Anytime the serial connection is reset the print job is lost, for what it's worth.

As for the error you're seeing, it's not just OctoPrint which might see this. Here's a thread where people on the Repetier forum are also seeing it.

"User: If I remove and reinsert the usb devices in the pi they don't re-enumerate it requires a reboot to get the server to enumerate the printers again."

"Repetier Support: You also need to unpower the printer if you unplug usb to get a new port. That is why I think that it is the usb converter on arduino board that crashes. Seems like that chip is ot as stable as the main AVR.

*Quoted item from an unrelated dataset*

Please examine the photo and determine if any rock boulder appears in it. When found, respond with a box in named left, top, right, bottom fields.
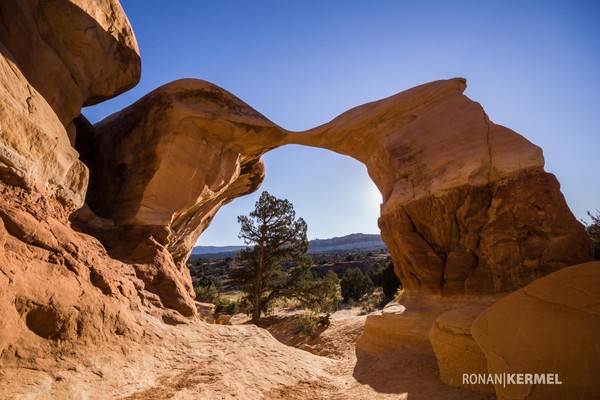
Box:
left=471, top=261, right=600, bottom=399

...With hub it is important to use a ctive one (with power) also with good Pi power I can use it without hub as well. Problem is that some usb cables that power pi are too thin dropping voltage or 5V units do not send full 5V. So if you can measure voltage on pi without anything else connected. Pi is also very sensitive on voltage. If you use original pi image you would often see the rainbow on hdmi output to indicate low voltage (our image has this disabled)."

From their suggestion, make absolutely sure that the server itself has a full 5V after everything is connected up. (They're starting to sell 5.2V power adapters now because everyone's having so many problems with overloaded power adapters.)

Continuing to read various things from the Internet regarding that particular error, I found this post which seems interesting to me.

Since the default Prusa configuration seems to be via-GPIO you might want to verify that the jumper is set so that it will use USB instead. (I don't know much about the Prusa, to be honest.)

FYI i worked around this whole issue by connecting an ftdi adapter to the tx, rx and gnd pins in the raspberry pi port on the printers controller.
has worked very reliably for many months now.

but will have to retest the built in usb port again since controller is now different (RMA).